Don Segundo se llenaba los pulmones con humo y la vista se la llenaba con la imagen del joven devorando alimentos. Permanecieron en silencio un tiempo hasta que el joven desapareció todo lo comestible de la mesa. Atrapados en el silencio incómodo, el joven paseaba sus ojos por los recodos de la tienda. Grandes postes de madera sostenían la manta gruesa que hacía de paredes. Mucha mercancía empacada impecablemente y otra tanta tirada por aquí y por allá, como si uno de sus empaques hubiera explotado.
—Pues ahora que ya reposamos la comida, ya podemos continuar —rompió el silencio don Segundo— levántate y ven —ordenó don Segundo y se puso de pie.
El joven lo hizo, se paró a su lado esperando seguirlo para que le asignara una nueva tarea, pero don Segundo no se movió, en lugar de eso recorrió el cuerpo del joven con sus ojos, como inspeccionando una yegua y le ordenó —quítame la ropa —y el joven así lo hizo—. Ahora desvístete tú.
—No, don Segundo —dijo tajantemente el joven.
Don Segundo, que ya estaba autoerotizándose, le preguntó —¿Por qué no?
—Porque por eso maté a Tercero, porque me obligaba.
—Pero eso es diferente, Tercero hizo mal porque te raptó. Él no tenía ese derecho. Tu buscaste tu venganza y se te concedió. Ahora es distinto.
—¡No lo es! Quiere de mí lo mismo —contestó el joven enojado.
—Recuérdame, ¿cuál fue tu condena?
—Ser su esclavo.
—Quiere decir que tengo todo el derecho sobre ti, como lo tengo sobre mis caballos y sobre ésta mesa. Si quiero, puedo quemar la mesa y comerme a mis caballos. De tí sólo quiero placer. Recuerda que yo salvé tu vida. ¿Ya se te olvidó lo agradecido que estabas?
—No, le sigo agradecido.
—Bueno, entonces agradécemelo así —don Segundo se acercó al joven y con caricias lentas, le quitó la camisa. El joven intentó evadirlo y le tiró un manotazo— ¿Quieres perder esa mano? puedo hacer que te la corten y de todos modos voy a tener placer de ti. Esto va a pasar por las buenas o por las malas —y señaló instrumentos de madera y metal que difícilmente ocultaban su propósito sádico— ¿Quieres que llame a los demás para convertirlo en tu bienvenida o lo dejamos en privado?
El joven, con la piel erizada y el desánimo en los ojos, bajó la cabeza.

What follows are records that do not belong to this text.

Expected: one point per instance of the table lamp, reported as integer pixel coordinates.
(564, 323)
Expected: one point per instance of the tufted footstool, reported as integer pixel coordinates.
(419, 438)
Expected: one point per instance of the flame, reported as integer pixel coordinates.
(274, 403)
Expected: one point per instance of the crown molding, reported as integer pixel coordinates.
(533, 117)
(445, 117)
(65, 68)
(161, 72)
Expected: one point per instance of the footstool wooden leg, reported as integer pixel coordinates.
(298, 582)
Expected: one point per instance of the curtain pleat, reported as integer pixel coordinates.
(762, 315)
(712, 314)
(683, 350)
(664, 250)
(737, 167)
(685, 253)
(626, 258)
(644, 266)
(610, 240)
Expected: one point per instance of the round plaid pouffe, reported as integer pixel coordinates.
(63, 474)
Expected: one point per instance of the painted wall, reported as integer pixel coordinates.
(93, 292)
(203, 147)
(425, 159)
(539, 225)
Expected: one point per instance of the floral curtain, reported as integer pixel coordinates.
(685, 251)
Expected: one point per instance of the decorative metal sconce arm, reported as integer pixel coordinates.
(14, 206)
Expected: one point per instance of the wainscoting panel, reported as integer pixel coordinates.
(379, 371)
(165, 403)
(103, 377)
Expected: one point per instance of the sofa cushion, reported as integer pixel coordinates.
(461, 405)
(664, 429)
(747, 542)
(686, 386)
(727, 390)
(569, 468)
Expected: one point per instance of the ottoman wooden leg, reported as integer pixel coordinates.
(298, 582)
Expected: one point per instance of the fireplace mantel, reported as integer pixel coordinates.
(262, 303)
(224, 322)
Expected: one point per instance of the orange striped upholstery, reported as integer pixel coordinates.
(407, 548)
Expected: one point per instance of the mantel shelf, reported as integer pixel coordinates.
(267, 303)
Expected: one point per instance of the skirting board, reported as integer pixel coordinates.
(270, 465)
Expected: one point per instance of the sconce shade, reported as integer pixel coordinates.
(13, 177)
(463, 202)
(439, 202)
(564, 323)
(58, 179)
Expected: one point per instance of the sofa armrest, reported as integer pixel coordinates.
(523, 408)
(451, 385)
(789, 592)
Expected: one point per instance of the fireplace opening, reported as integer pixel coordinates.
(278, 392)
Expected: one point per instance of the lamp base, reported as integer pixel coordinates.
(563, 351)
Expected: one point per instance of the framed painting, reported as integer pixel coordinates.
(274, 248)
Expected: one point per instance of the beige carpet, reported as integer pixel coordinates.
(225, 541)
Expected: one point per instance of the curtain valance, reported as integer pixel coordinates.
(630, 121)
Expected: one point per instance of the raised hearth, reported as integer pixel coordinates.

—Eso pensé —luego don Segundo se hincó, le quitó los pantalones y le chupó suavemente el miembro. El joven, todavía encerrado en sí mismo, no reaccionó, no pudo tener una erección—. Siempre pasa la primera vez, pero ya te acostumbrarás —don Segundo se incorporó, giró al joven, lo abrazó por detrás y besó su cuello. El joven se limitaba a no sentir, a negar lo que estaba ocurriendo. Don Segundo lo sodomizó muy lento, muy delicado y, poco a poco, aumentó en fuerza hasta que el joven dejó escapar quejidos acompañados de lágrimas que escurrieron hasta el antebrazo tatuado con la pantera negra de don Segundo.